Global operations need consistent global standards. Despite the great strides that McDonald’s has made in some markets, its progress and practices have not been uniform. Last year McDonalds — and other major food companies — were plunged into a food safety scandal in China. This is a case of your defense being as strong as your weakest point. Bad headlines about foreign operations tell consumers, “This company still can’t be trusted.” And such bad news doesn’t just reduce the impact of your good work elsewhere; it means that its credibility is fundamentally undermined. So firms need to be cautioned: Supply-chain transparency initiatives are not a normal program to be rolled out region by region.
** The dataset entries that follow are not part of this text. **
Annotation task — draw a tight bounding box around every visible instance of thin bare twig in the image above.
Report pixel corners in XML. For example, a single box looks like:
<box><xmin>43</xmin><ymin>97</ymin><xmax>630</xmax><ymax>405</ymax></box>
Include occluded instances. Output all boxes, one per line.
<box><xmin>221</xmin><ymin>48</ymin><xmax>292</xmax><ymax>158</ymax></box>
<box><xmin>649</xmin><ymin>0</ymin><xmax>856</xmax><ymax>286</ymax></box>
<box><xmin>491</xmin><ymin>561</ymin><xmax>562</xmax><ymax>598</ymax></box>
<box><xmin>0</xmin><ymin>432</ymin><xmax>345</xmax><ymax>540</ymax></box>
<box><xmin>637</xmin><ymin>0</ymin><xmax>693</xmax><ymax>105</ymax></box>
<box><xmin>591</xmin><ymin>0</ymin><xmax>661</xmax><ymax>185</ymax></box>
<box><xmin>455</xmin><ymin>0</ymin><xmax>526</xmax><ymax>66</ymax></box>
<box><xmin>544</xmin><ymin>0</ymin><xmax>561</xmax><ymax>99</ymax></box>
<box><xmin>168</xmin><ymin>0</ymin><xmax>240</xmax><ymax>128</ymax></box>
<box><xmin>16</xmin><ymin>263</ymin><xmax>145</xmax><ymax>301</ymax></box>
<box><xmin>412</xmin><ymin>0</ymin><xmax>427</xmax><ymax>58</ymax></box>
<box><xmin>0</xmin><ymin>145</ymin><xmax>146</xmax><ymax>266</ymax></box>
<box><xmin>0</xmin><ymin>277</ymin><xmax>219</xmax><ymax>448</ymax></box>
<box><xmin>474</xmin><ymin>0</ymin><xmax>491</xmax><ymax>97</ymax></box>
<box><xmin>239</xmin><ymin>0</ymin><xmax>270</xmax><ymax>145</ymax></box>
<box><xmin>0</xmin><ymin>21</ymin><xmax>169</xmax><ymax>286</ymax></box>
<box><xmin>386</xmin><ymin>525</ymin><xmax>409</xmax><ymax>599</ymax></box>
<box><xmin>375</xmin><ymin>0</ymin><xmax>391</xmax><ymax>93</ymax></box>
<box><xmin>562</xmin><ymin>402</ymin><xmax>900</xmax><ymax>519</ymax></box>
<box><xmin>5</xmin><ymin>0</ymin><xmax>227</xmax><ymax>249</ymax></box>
Sometimes transparency has paradoxical consequences
Let’s return to those videos with Grant Imahara. “Look,” they declare, “it’s real wholesome meat!” Imahara holds up great chunks of flesh from the conveyor as if to say, “Appetizing!” But even hard-core carnivores like me blanch queasily at this amount of dead animal. OK, you’ve convinced me there is no pink slime, but you’ve reminded me that this whole process is kind of horrific. That’s one of the curses of transparency of provenance: I might now approve of your food-safety practices, but you’ve just reminded me of things that, deep down, I don’t want to know. This is a paradox that firms in a wide range of industries will inevitably need to grapple with. (Question: What does an unethical shirt factory look like to a naïve consumer? Answer: Appalling. Question: What does an ethical shirt factory look like? Answer: In truth, still pretty appalling.)
Both stories detail very different reasons for supply chain transparency being business critical and although very different examples they both come down to two key areas we must get right:
- Relationships
- Trust
I for one am glad about that because they were the two things I loved about supply chain management in the 1990’s and they are well overdue a comeback.